Taking some general figures - the bird traveling at 72kph (the high end of average for a pigeon) and flying around 150m high (not uncommon for the height of a migratory songbird formation) - and ignoring stuff that makes the math a pain (wind resistance, my [negligible] height from the ground in relation to the bird, etc.) - I applied some basic physics and figured the bird was 1100m away from me when it actually released its filth and it took about 5.5 seconds to fall and hit me. While I’m in a diagramming mood, here’s one of that, too:

Bird Crap:
Analyzed

Absolutely unbelieveable.

I washed up [again] and finished killing off plants in the yard without too much event, though it was really hot out so it wasn’t a whole lot of fun.

Later that afternoon, Jenn and I went out and about doing errands. Merging from I-5 south to I-205 north, I got pulled over by a state trooper.

I’ve never been pulled over before. I was surprised it was me, too, because I checked and double-checked my speed to see if I was speeding and - surprise, surprise - I wasn’t.

Turns out my rear license plate cover was dirty and he wanted me to clean it when I got home.

Whew. Crisis averted.

After all that, I figured nothing else bad could go wrong, so I bought a lottery ticket. I mean, hey - if all that can come together in a ridiculous menagerie of impossibility, I could win the lottery, right?

Didn’t even get one number. So at least things are back to status quo.

Sunday I bought new license plate covers (they were all scratched up so I couldn’t clean them) and we watched 13 Going On 30 (or maybe we watched the movie on Saturday….) which was a cute, if predictable, Big-like movie. Enjoyable, if anything, for the Jennifer Garner factor. Plus a great soundtrack.

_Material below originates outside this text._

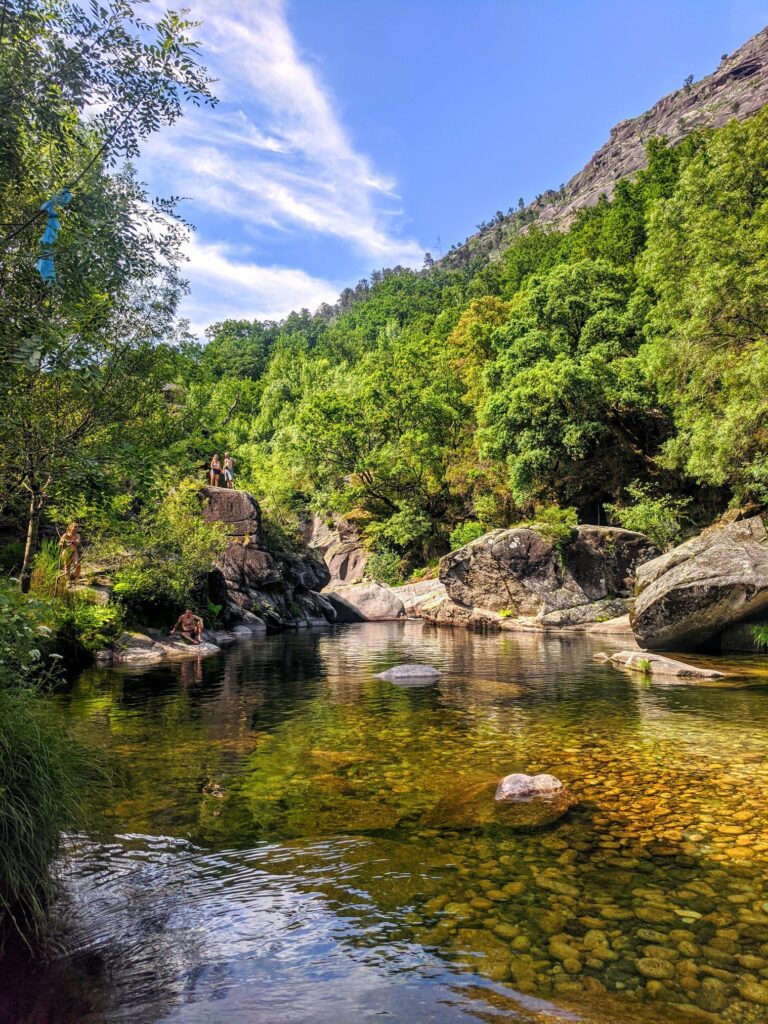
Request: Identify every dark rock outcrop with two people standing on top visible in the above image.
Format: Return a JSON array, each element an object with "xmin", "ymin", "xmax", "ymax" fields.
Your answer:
[{"xmin": 201, "ymin": 487, "xmax": 336, "ymax": 629}]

And now I’m at work, and I’ve marked off another weekend I’ll never reclaim. Maybe some of the bad karma points I used on Saturday will help me out this week. Of course, I’ve got daily team meetings every morning for the project I’m working on, which serve only to waste my time and everyone else’s on the project, so maybe I still have some bad luck to burn.

I had my annual performance review yesterday. It turned out well, but they changed the review form this year so you have like 50 different [redundant] essay questions to answer. When all was said and done, with both my answers and my manager’s answers to all the questions, the form was 26 pages long in single-spaced 12 point Times New Roman.

That’s like a novel.

When he put the finished form on the table in front of me, I thought it was a magazine. It’s huge. Crazy. I know the review process is in a constant state of flux, so hopefully they’ll flux a few of the questions, at least the redundant ones, out. Yow.

I’m still working on the stuff for the next version of Solvent. It’s going to interact more with the Windows shell, though, which is all low-level stuff, so I’m having to go back and re-learn C++ (and, subsequently, the managed extensions to it) so I can interface my C# add-in code with the shell. It’s turning out to be a lot more difficult than I first anticipated, though, and I’m learning way too much about how the shell does things (or doesn’t, as the case may be) and the C++ required to mix managed and unmanaged C++. I’ve had a couple of people at work look at it and they’ve offered some general help/direction, but no concrete examples or solutions. I’m even considering farming it out. I’ll be glad when it’s done.